3 Secrets To Getting Inside Your Customers' Heads
Posted by Tracey Sandilands on Tue, Aug 28, 2012
Marketing would be really simple if you only knew exactly what would work for all your customers, wouldn’t it? To do that, though, you’d have to be a mind reader, and that’s impossible. Or is it?
Developments in the field of scientific neuromarketing show that the discipline, created in 1990 by a team of Harvard psychologists, can help marketers predict the likelihood of a customer buying a product. A far cry from the traditional methods of tracking how purchases increase in response to promotional campaigns, neuromarketing is really starting to take hold in consumer-focused industries.
The Science of Neuromarketing
Born out of a combination of neuroscience and marketing, neuromarketing studies the human brain’s responses to advertisements, branding, and other communication messages. Companies use the data they record to customize their marketing messages, along with website analytics and demographic information. The data gleaned from the science makes it possible to build your content around what the customer wants to hear, and turn the writer into a storyteller – one with a bestseller up his sleeve. And as a storyteller, the most successful methods of getting into your customer head are really simple and easy to follow. Roger Dooley, the writer of the neuromarketing book Brainfluence, has techniques that can help you to do this, and we’ve included three of them.
Secret # 1: Tell Your Story
Storytelling is an ancient art, but it’s one that has a very secure place in modern marketing. Content marketers understand that telling the story of their brand, their products and services and anything else that’s relevant gives them a valuable message delivery vehicle in the age of neuromarketing. To tell a story successfully, however, it’s essential to follow a few tested rules:
- Zero in. Focus on a specific issue for each story, identified from your neuroscience and market research data. Don’t try to cover too many points in each story, or you’ll lose your reader’s attention.
- Make it aspirational. Everyone loves a success story, or one in which good (read: success) triumphs over evil (read: failure). Tell your story in such a way that you speak directly to your customer’s inborn desire to succeed. Make him (or her) WANT to experience the benefits of your product or service.
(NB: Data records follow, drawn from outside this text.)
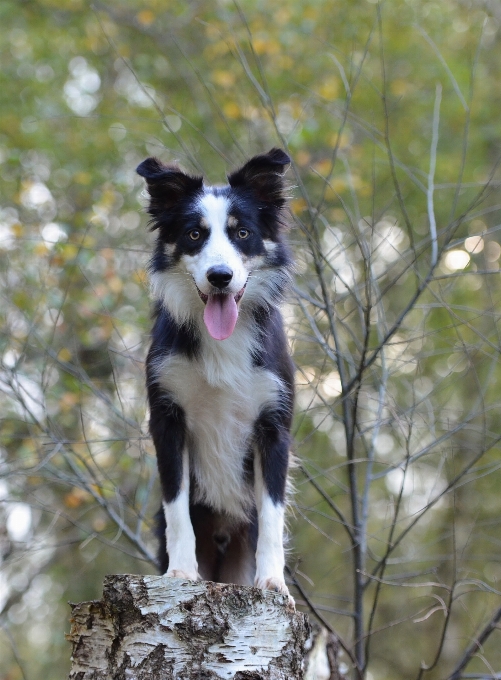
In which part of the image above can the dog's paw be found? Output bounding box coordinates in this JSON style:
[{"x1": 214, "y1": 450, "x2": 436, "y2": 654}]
[
  {"x1": 166, "y1": 569, "x2": 200, "y2": 581},
  {"x1": 254, "y1": 576, "x2": 296, "y2": 609}
]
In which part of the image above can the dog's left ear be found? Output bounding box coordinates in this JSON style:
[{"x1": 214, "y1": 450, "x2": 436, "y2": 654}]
[
  {"x1": 228, "y1": 149, "x2": 291, "y2": 208},
  {"x1": 136, "y1": 158, "x2": 203, "y2": 208}
]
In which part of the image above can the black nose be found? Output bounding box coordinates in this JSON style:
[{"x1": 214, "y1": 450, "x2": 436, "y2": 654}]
[{"x1": 207, "y1": 265, "x2": 233, "y2": 288}]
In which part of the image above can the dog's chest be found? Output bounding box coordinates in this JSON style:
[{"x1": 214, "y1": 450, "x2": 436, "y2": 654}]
[{"x1": 158, "y1": 348, "x2": 280, "y2": 518}]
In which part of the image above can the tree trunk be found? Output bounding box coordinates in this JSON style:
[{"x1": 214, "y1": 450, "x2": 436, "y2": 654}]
[{"x1": 68, "y1": 575, "x2": 312, "y2": 680}]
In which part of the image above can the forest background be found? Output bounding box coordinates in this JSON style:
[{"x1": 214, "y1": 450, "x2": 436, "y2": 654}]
[{"x1": 0, "y1": 0, "x2": 501, "y2": 680}]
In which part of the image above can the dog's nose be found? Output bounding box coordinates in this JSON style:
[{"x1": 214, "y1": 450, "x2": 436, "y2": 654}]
[{"x1": 207, "y1": 265, "x2": 233, "y2": 288}]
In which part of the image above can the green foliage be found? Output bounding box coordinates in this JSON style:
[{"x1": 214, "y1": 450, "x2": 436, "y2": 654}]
[{"x1": 0, "y1": 0, "x2": 501, "y2": 680}]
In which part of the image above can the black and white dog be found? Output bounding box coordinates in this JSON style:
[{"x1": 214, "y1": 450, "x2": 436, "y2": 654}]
[{"x1": 137, "y1": 149, "x2": 293, "y2": 593}]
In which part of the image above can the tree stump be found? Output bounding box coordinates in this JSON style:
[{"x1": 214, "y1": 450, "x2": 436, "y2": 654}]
[{"x1": 67, "y1": 574, "x2": 310, "y2": 680}]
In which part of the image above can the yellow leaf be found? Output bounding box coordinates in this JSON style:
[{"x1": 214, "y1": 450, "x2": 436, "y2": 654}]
[
  {"x1": 390, "y1": 78, "x2": 409, "y2": 97},
  {"x1": 34, "y1": 243, "x2": 48, "y2": 257},
  {"x1": 10, "y1": 222, "x2": 24, "y2": 238},
  {"x1": 212, "y1": 71, "x2": 235, "y2": 87},
  {"x1": 136, "y1": 9, "x2": 155, "y2": 26},
  {"x1": 108, "y1": 276, "x2": 123, "y2": 293},
  {"x1": 57, "y1": 347, "x2": 71, "y2": 361},
  {"x1": 319, "y1": 77, "x2": 339, "y2": 101},
  {"x1": 223, "y1": 102, "x2": 240, "y2": 119},
  {"x1": 74, "y1": 172, "x2": 92, "y2": 184}
]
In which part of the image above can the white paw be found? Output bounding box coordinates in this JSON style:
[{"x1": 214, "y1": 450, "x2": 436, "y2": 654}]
[
  {"x1": 166, "y1": 569, "x2": 200, "y2": 581},
  {"x1": 254, "y1": 576, "x2": 296, "y2": 609}
]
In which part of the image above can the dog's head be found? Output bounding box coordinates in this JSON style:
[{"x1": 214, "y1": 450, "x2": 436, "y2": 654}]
[{"x1": 137, "y1": 149, "x2": 290, "y2": 340}]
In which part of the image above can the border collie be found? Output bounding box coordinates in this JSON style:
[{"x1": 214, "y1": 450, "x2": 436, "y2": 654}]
[{"x1": 137, "y1": 149, "x2": 294, "y2": 594}]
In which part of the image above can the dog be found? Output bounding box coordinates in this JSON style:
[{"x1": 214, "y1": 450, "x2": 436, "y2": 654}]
[{"x1": 137, "y1": 148, "x2": 294, "y2": 597}]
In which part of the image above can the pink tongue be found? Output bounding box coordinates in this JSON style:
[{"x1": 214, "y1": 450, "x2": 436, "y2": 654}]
[{"x1": 204, "y1": 295, "x2": 238, "y2": 340}]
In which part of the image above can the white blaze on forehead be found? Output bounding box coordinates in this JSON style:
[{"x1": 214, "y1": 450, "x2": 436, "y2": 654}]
[
  {"x1": 199, "y1": 194, "x2": 230, "y2": 233},
  {"x1": 182, "y1": 191, "x2": 249, "y2": 295}
]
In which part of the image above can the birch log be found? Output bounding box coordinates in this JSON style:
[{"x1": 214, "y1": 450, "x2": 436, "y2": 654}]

- Use customers’ own success stories. Nothing works as well as the truth does, so tell real stories from real people about what your company, product or service has done for them. Don’t call them testimonials, call them real-life success stories.
Secret # 2: Build Up Trust
You can “buy” your customers’ loyalty by building trust. By providing valuable information and resources to your existing and potential customers over time, you generate goodwill that is repaid by the customer knowing who to turn to when they are ready to purchase. Get inside your customer’s head with your weekly blog posts, telling the stories of your company, team and products. Make it a point to always provide information that’s useful, without including a marketing message. You want your customer to feel comfortable, to believe that you are the expert, and be convinced that you are not trying to sell to them. When the time comes to buy, Dooley says, your customer will trust you to supply the best solution to his needs, and not just the one that nets you the most cash.
Secret # 3: Align Against a Common Enemy
Us and them. It’s powerful positioning, and it has been used since the beginning of time to divide societies and forge alliances. The secret is that it still works. Establish a common enemy and align your company or products with the consumer against it. It doesn’t need to be competitor-focused; you could be fighting alongside your potential customers against high prices, lack of availability, or the problem itself. For example: offering a new environmentally-friendly insecticide for bed bugs ranges you on the same side as your customers, opposite the bugs and the problems they cause.
Getting inside your customers’ heads has never been easy, but it’s now at least possible. With a road map to guide you, customize your content marketing to appeal to the areas of the brain that respond to your products. Daimler-Chrysler found through studies that sportier cars activate the same reward center of the male brain that drugs and alcohol do. Find out what is likely to motivate your customers to want your product or service, and then tell them the story you know they want to hear.